Based on the review of the literature and the authors’ work on the applications of AI in petroleum engineering, the following remarks can be made:

  • AI offers a huge potential in solving problems in almost all areas of the oil and gas industry involving prediction, classification, and clustering. Compared to other areas of engineering, petroleum engineering and geosciences have special relevance because of two important factors. Firstly, we deal with nature rather than man-made materials and processes. Variation in rocks, oil, and brine cannot be easily handled by any closed-form solution. The employment of numerical methods in such a situation is too cumbersome as well as unrealistic. Secondly, the amount of data produced every day from cores, logs, and seismic exploration in conventional reservoirs to multistage hydraulic fracturing in unconventional reservoirs is too huge to be interpreted properly using classical approaches.

  • The biggest challenge for researchers is to have access to laboratory and/or field data. Oil companies should come forward to share data in whatever secured form acceptable to benefit the literature from the enormous potential that AI is ready to offer.

  • With the arrival of the internet of things and the live relay of data from drilling and production facilities, it is possible to minimize risks and enhance production by integrating AI algorithms trained based on past data.
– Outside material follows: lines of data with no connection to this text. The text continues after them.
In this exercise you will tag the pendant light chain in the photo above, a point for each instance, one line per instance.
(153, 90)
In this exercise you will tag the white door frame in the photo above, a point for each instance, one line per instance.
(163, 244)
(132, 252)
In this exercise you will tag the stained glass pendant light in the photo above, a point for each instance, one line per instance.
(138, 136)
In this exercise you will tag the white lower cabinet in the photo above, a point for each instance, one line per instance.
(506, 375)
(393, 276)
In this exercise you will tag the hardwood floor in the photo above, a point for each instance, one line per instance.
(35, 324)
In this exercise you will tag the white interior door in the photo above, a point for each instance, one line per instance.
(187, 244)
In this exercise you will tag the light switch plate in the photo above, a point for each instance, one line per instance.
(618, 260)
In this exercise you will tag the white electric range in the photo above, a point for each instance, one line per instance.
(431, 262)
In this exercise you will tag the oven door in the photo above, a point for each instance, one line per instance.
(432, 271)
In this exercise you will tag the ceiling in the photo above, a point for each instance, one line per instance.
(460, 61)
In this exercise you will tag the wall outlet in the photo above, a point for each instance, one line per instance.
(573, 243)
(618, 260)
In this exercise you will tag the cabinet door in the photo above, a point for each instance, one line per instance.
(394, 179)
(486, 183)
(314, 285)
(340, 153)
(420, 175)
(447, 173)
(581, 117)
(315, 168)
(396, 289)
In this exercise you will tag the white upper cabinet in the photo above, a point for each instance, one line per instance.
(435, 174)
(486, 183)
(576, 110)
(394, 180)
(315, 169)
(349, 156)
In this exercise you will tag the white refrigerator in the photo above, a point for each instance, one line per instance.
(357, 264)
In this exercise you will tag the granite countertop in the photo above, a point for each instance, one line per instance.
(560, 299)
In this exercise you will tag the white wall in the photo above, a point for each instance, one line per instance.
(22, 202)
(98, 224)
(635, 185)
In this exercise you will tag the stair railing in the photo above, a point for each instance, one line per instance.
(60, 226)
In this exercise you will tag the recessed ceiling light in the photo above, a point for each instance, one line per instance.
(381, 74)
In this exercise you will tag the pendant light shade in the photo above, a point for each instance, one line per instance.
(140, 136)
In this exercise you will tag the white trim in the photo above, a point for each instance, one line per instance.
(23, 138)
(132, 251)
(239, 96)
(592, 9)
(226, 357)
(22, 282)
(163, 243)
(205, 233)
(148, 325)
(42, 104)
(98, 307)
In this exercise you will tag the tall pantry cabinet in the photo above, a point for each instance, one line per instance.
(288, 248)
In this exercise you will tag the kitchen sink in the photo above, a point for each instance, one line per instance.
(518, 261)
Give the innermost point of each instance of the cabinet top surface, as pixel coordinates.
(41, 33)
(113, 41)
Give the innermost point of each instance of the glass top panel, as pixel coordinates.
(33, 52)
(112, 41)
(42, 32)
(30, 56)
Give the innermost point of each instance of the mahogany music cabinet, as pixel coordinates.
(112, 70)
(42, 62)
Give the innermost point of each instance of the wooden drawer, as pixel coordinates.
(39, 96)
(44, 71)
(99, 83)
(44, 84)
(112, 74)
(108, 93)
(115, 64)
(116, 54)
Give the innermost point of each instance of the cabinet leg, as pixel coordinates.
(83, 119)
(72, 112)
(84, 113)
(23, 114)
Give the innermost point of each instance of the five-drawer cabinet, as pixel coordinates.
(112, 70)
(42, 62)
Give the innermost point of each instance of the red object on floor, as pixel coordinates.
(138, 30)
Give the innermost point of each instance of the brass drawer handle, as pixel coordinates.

  • There is a degree of uncertainty in the data coming out from the laboratories, logs, or seismic data. The depth record of the samples on which the measurements are taken may not be exact due to depth shifts, and the log data may not exactly represent the property corresponding to that depth point as it involves the averaging of the properties of layers that are intersected within the logging sensors such as transmitters and receivers. Seismic data also averages vast volumes of rocks in a given block. As a result, a significant amount of data collected during the drilling operation is unreliable. Consequently, data cleaning and uncertainty quantification is another huge area that needs to be integrated with AI to develop realistic solutions to the problems.

  • The solution to a problem using AI is rarely guaranteed if one attempts to relate the input with the target data without a thorough understanding of the physics of the problem. The major challenge in this approach is setting up the problem so that the algorithm can easily connect input and the target data. Wherever possible, information from analytical models should be suitably used in the input data to help the AI model arrive at the solution efficiently and more quickly.

  • Problems involving the prediction of curves such as in viscosity-pressure curve in PVT data require extensive exploration of algebraic equations in addition to the understanding of the physics of the problem.

  • Challenges remain in AI tools, too, in overfitting, coincidence effect, overtraining, etc. It is hoped that researchers in soft computing will develop modified and/or new AI tools.

  • With the generation of huge data in petroleum engineering from cores to logs to seismic exploration, the petroleum engineers and geoscientists must be exposed to normal as well as big data handling techniques that are being developed in the AI domain. Exposure to AI tools should start right from their undergraduate education.